Die Cannes Lions sind ein Werbefestival. Natürlich spielt die Inszenierung von Marken und Unternehmen eine große Rolle. Doch endet der Brand-Begriff nicht beim Produkt. Wie Marken sich mit Testimonials verbinden, ist für den Erfolg zentral. Das können Superstars wie David Beckham, Beyoncé, Michael Jordan und Jimmy Fallon sein. Aber eben auch Creator, Podcaster und Influencer mit ordentlich Reichweite – Personal Brands. Wichtig ist, dass sie eine Community bedienen, die sich am besten mit der einer Produktmarke überschneidet.
Ausstellerseitig dominierten in Cannes Unternehmen wie Meta, Linkedin, Tiktok, Microsoft, Reddit, Pinterest, Canva und Amazon. Es werden an der Côte d’Azur Advertising-Budgets verteilt und Kontakte geknüpft. Inhaltlich standen vor allem Creator und die Content-Distribution im Mittelpunkt. Doch es geht um mehr als um Inhalte. Unterschwellig wird ein Lifestyle propagiert, sich 24 Stunden am Tag als Creator zu fühlen und intensiv Content zu produzieren. Die Motivation, das zu tun, wird durch eine monetäre Incentivierung vonseiten der Plattformen und von Partnern gesteigert.
Dadurch dass dem Publikum Prominente wie die Schauspielerin Reese Witherspoon oder der erwähnte US-Komiker Jimmy Fallon als Role Models für Entrepreneure und Best Cases serviert werden, entwickelt sich eine Dynamik, auch diesen Status erreichen zu wollen: in die Celebrity-Liga von Spitzensportlern, Sängern und sonstigen Künstlern aufzusteigen – nur eben über die Erstellung und Verbreitung von Content und nicht aufgrund einer künstlerischen Leistung im klassischen Sinne.
Für diejenigen, die bereits einen großen Namen haben, ist es die perfekte Zeit, weil man sich wunderbar selbst vermarkten kann – über Werbung, Dokus, Events und Kooperationen mit Marken.
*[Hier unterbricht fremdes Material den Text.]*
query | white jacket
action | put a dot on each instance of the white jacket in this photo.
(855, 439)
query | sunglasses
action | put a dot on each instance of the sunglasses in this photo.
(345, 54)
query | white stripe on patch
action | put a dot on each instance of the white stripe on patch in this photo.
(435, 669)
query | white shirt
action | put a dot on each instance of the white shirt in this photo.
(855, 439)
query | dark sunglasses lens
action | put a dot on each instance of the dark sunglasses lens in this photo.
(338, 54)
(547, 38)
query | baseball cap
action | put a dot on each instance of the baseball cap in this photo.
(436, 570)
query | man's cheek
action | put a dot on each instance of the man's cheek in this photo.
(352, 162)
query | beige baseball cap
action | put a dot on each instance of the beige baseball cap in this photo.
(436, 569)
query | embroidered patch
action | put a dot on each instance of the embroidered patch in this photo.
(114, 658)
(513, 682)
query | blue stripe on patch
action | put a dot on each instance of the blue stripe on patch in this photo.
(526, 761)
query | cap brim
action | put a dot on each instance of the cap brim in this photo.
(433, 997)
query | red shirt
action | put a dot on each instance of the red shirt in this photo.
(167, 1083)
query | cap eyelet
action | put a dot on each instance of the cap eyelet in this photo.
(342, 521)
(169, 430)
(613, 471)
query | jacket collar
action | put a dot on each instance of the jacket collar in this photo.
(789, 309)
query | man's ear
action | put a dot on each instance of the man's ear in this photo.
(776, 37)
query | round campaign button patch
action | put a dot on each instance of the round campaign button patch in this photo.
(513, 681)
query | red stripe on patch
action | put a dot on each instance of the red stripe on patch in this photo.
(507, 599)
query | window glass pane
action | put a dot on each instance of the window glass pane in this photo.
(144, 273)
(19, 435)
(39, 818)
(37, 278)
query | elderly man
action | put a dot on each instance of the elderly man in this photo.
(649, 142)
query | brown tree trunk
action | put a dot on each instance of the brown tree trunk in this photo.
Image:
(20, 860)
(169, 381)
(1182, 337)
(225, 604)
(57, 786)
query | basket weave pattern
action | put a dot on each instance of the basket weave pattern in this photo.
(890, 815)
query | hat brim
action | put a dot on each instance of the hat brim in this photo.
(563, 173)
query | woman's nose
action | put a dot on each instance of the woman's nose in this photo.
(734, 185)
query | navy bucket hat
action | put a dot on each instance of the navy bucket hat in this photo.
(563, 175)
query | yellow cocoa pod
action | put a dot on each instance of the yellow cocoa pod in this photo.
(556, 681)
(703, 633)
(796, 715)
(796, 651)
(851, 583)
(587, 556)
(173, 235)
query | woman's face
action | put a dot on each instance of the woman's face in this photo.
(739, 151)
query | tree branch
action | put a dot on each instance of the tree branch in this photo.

Es entsteht eine hohe Faszination für einen Jetset-Lifestyle. Cannes ist dafür der ideale Ort. Hier kann jeder nah dran sein. Die Star-Dichte im Umfeld des Festivals ist enorm.
Wie noch durchdringen?
Der Content der weltweit führenden Marken wird immer kreativer, immer schneller und präsenter. Es gibt geniales Storytelling. User können rund um die Uhr in digitale Markenuniversen eintauchen.
Für Mittelständler, B2B-Unternehmen, Behörden und die Politik dürfte es dagegen immer schwerer werden, mit ihrer Kommunikation noch durchzudringen. Entweder ist man extrem kreativ, investiert in Werbung und Kooperationen oder muss sich allein auf Kernzielgruppen fokussieren. Die meisten PR-Cases in Cannes werden nicht für Earned Media konzipiert. Earned Media sind die Folge. Wenn etwas in Social Media groß wird, weil vielleicht prominente Marken der Absender und Creator involviert sind, entsteht die Berichterstattung von allein.
Peu à peu verschieben sich die gesellschaftlichen Werte hin zu denen von Brands. Was Cannes auch zeigt: Nachhaltigkeit und Klimaschutz spielen nur noch eine Nebenrolle. Das war vor ein paar Jahren anders. Überhaupt war das Festival gut darin, gesellschaftliche Probleme auszuklammern: Was passiert in den USA? Was ist mit den Kriegen in der Ukraine und im Nahen Osten? Was ist mit Desinformation, Propaganda und Fake News? Wie stabil sind die westlichen Demokratien?
Der schwedische Jurypräsident der PR-Kategorie kritisierte in einer Pressekonferenz recht subtil die Branche. Sinngemäß sagte er, sie produziere zum Teil Fake-Lösungen für Fake-Probleme. Teilweise entwickele sie auch Lösungen für Probleme, die es gar nicht gibt. Oder Fake-Lösungen für reale Probleme.
Am Ende dieser Kette steht dann eventuell ein Creator, der empfiehlt, sich Vaseline auf die Zähne aufzutragen – als Teil der Lösung.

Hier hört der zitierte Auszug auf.